05/10/2020 - Marcelo Raulino

Nas imagens captadas, que foram ampliadas em até 200 mil vezes, são observados diversos prolongamentos de membrana nas células infectadas que se conectam com as células vizinhas.

Por intermédio de imagens obtidas através de um sistema de microscopia de alta resolução, pesquisadores do Instituto Oswaldo Cruz (IOC/Fiocruz) registraram os efeitos da infecção pelo novo coronavírus nas células das pessoas infectadas. O estudo é feito em parceria com o Instituto Nacional de Metrologia, Qualidade e Tecnologia (Inmetro). Através das imagens é possível verificar que as células infectadas apresentam prolongamentos de membrana, chamados de filopódios, que formam conexões intercelulares. Para os pesquisadores, essa alteração pode ser uma das estratégias do vírus para ampliar a infecção.

De acordo com a pesquisadora Débora Ferreira Barreto Vieira, do Laboratório de Morfologia e Morfogênese Viral do IOC/Fiocruz, coordenadora da pesquisa., os prolongamentos de membrana participam do processo de liberação das partículas virais que se replicam no interior das células infectadas. Débora pontua que elas também promovem comunicação intercelular, que pode estar relacionada com a transferência de partículas virais para as células adjacentes, maximizando, assim, o processo de infecção.

Nas imagens captadas, que foram ampliadas em até 200 mil vezes, são observados diversos prolongamentos de membrana nas células infectadas que se conectam com as células vizinhas. Outra constatação das imagens é que muitas partículas virais podem ser vistas na superfície celular, inclusive sobre os filopódios. Débora argumenta que os prolongamentos de membrana são causados por alterações do citoesqueleto celular, provocadas pela infecção. Ela argumenta que são poucos os vírus que causam esse tipo de alteração em células, entre eles, o ebola e Marburg. Assegura, no entanto, que esse processo que leva as células a ter esse tipo de alteração na infecção pelo Sars-CoV-2 ainda é uma questão indefinida que precisa ser melhor investigada.

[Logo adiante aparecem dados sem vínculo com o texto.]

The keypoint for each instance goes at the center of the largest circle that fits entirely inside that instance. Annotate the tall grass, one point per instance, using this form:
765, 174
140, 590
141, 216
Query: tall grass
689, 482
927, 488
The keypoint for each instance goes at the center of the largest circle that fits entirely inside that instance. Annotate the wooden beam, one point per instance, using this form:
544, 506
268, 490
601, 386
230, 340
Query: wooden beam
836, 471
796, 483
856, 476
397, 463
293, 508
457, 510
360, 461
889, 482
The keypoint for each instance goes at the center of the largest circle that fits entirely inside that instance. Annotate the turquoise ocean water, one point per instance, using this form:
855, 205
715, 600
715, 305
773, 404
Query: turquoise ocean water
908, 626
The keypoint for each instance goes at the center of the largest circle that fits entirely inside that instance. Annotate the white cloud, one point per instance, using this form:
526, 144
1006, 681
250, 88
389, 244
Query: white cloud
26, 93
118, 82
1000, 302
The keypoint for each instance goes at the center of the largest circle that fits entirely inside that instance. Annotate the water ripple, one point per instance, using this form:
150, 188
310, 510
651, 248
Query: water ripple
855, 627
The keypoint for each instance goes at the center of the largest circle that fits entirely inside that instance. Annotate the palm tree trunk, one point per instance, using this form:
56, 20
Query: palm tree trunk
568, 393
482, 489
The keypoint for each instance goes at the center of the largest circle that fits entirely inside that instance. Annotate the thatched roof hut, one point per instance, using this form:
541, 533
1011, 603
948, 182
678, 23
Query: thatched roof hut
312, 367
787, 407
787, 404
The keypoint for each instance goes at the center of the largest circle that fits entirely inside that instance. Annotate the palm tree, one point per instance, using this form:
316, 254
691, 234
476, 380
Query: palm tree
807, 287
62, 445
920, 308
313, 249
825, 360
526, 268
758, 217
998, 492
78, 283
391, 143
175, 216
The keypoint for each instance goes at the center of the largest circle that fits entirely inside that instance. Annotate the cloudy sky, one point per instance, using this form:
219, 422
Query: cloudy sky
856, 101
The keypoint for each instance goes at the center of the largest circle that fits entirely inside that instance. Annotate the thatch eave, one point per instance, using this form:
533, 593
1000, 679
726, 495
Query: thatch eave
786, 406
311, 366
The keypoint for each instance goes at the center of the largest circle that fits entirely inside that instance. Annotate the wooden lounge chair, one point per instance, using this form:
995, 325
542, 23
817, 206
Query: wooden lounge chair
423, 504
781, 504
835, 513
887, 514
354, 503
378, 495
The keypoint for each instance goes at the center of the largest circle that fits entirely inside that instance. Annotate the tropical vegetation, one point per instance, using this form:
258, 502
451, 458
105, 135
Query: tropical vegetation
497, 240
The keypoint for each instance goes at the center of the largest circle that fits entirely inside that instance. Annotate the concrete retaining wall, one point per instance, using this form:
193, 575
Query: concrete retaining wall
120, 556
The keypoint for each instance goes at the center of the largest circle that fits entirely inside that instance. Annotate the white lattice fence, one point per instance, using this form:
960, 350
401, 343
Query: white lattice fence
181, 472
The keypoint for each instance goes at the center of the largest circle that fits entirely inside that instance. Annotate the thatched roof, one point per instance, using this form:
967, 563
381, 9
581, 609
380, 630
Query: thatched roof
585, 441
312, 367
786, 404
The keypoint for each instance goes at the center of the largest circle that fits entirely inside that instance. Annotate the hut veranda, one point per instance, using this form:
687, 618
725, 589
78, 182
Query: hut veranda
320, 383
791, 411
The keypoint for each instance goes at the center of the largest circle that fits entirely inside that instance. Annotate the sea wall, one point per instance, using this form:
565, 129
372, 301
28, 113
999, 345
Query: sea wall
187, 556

A pesquisa utilizou células Vero, derivadas de rim de macaco que são comumente utilizadas em pesquisas que tratam de virologia. As imagens captadas resultam de estudos preliminares do projeto de pesquisa ‘Estudo da morfologia, morfogênese e patogênese do Sars-CoV-2 em sistemas in vitro, in vivo’, que vem sendo executado em parceria com o Laboratório de Morfologia e Morfogênese Viral e o Laboratório de Vírus Respiratórios e do Sarampo do Instituto Oswaldo Cruz.

As imagens foram captadas com um microscópio de alta resolução de feixe triplo de íons, em cooperação com os pesquisadores Bráulio Archanjo e William Silva, do Laboratório de Microscopia Eletrônica do Inmetro.

Momento da Transmissão

Outro estudo realizado, também com imagens de microscopia eletrônica de transmissão, mostrou, em detalhe, o momento exato em que uma célula é infectada pelo novo coronavírus (SARS-CoV-2). O registro, inédito no Brasil, foi obtido durante estudo que investiga a replicação viral do SARS-CoV-2, conduzido pelos pesquisadores Débora Barreto e Marcos Alexandre Silva, do Laboratório de Morfologia e Morfogênese Viral, e Marilda Siqueira, Fernando Mota, Cristiana Garcia, Milene Miranda e Aline Matos, do Laboratório de Vírus Respiratórios e do Sarampo.